Journey into the unknown

I think back to the first time that I set foot on Colombian soil, my mind was full of illusions but at the same time with anxiety due to the unfamiliar situations that I might find myself in. I was asking myself “How will it work out for me?” “How will I feel living in Colombia?” “Will I be capable of managing so much new information, so many names, and places?” “Will I be ready to confront so many stories of hardship and difficult situations?” I still have a lot to learn, but I can definitely say that so far my experience in PBI has taught me so much, and has allowed me to visit and get to know amazing places with interesting histories as well as spectacular flora and fauna. And of course I have had the opportunity to meet so many inspiring people.

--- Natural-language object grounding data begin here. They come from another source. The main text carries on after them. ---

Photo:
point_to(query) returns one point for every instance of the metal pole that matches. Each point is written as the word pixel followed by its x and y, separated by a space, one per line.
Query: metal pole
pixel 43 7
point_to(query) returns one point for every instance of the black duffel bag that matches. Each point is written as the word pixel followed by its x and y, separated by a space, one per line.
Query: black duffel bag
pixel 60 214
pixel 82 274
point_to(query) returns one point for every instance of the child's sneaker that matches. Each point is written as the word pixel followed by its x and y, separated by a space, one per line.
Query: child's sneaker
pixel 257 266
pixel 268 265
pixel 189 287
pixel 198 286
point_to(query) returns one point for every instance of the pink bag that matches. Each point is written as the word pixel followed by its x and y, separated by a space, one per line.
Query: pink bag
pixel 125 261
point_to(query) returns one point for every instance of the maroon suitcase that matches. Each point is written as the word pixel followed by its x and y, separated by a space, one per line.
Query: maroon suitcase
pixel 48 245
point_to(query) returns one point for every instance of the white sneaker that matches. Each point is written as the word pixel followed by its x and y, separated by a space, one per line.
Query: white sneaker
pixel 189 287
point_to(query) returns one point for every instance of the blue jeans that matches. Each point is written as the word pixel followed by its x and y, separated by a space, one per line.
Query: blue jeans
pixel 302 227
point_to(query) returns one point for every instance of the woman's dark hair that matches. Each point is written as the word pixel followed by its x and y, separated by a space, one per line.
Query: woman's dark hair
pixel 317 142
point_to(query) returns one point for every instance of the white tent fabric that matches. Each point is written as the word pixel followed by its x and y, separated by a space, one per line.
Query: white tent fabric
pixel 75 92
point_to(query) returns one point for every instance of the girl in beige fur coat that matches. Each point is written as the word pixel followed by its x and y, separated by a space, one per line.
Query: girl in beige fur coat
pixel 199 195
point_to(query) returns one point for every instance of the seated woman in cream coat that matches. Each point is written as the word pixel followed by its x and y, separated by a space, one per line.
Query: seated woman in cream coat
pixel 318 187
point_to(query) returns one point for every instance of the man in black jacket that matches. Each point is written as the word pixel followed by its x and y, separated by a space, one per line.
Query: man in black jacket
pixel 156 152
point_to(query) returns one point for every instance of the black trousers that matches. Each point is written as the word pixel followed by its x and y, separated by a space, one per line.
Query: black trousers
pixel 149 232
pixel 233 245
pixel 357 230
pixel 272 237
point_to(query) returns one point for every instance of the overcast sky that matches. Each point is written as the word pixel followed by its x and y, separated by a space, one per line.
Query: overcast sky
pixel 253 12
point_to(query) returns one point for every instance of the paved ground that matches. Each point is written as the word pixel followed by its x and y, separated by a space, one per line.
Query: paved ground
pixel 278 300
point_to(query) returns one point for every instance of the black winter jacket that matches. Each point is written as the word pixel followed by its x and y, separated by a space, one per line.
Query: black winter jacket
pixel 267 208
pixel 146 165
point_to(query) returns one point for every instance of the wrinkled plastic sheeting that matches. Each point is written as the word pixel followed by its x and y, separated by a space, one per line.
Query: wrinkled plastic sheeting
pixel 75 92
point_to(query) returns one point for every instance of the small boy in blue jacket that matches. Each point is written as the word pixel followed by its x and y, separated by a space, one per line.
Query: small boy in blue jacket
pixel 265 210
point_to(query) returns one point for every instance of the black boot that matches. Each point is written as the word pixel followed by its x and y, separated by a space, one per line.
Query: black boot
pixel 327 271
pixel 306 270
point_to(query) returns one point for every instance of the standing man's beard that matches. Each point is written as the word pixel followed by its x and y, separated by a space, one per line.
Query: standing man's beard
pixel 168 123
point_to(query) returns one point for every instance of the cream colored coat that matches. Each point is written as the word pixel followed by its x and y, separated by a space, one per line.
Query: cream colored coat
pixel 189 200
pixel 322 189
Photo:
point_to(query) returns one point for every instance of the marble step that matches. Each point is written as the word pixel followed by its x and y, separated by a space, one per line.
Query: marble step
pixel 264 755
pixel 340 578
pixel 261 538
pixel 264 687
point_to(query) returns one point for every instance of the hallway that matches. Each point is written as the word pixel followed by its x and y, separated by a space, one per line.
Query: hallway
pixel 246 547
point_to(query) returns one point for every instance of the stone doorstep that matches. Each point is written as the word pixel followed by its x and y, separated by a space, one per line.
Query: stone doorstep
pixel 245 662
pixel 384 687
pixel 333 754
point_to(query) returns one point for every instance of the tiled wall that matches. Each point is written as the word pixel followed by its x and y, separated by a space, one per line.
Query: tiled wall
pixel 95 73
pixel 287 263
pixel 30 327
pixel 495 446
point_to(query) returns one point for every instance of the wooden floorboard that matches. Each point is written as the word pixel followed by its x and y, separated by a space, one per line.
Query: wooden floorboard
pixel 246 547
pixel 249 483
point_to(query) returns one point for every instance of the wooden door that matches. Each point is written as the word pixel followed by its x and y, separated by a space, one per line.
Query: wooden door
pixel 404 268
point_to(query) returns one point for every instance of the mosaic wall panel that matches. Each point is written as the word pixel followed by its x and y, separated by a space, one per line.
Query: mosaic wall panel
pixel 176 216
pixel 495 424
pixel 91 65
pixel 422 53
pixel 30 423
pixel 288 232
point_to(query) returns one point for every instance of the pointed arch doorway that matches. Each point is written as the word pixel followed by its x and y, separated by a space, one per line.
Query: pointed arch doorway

Courageous people who, as the late Jaime Pardo Leal [1] put it, are “Justifying their time on Earth”.

These people, with their capacity for resilience and peaceful resistance against the many injustices perpetrated against them in spite of the many obstacles they find in their way, have generated within me unfathomable admiration. Spending time with peasant-farmers, lawyers, miners, among others– all human rights defenders – listening to their life stories and  witnessing their dignified struggle for peace, justice, truth, full reparation of the wrongs they have suffered, can leave no one indifferent.

I have had the opportunity to meet so many inspiring people.
I have had the opportunity to meet so many inspiring people.

When the topic of Colombia is mentioned, the dominant discourse tends to provide information that is out of context, full of stereotypes far from a closer reality. As the incredible Nigerian novelist Chimamanda Ngozi Adichie puts it, “the problem with stereotypes is not that they are untrue, but that they are incomplete”. So for me, the work that PBI carries out in Colombia has allowed me to live and understand different realities, contrasts and inequalities, but also a strong feeling of solidarity, sensitivity, happiness, initiatives and a consciousness for a “Good Living” (Buen Vivir) and the need for social change.

[1] Jaime Pardo Leal was a lawyer and politician who was assassinated during his presidential campaign in 1987. His assassination formed part of the political genocide of members of the Patriotic Union party (UP) of which Jaime was a member.

Delphine Taylor is from a Franco-British family. Born in the United States, Delphine grew up in Belgium where she developed a strong interest for travelling, cultural diversity and human rights. This passion to explore the world seems to be in the family genes as currently three of her siblings are living in Africa, while a fourth lives in Luxembourg. Her experiences abroad and her social commitment encouraged her to choose the educational route of sociology and anthropology, in particular questions about “otherness” in Latin America. She decided to form part of the PBI team to be able to live a new experience and to get to know different realities, human rights defenders and their respective struggles.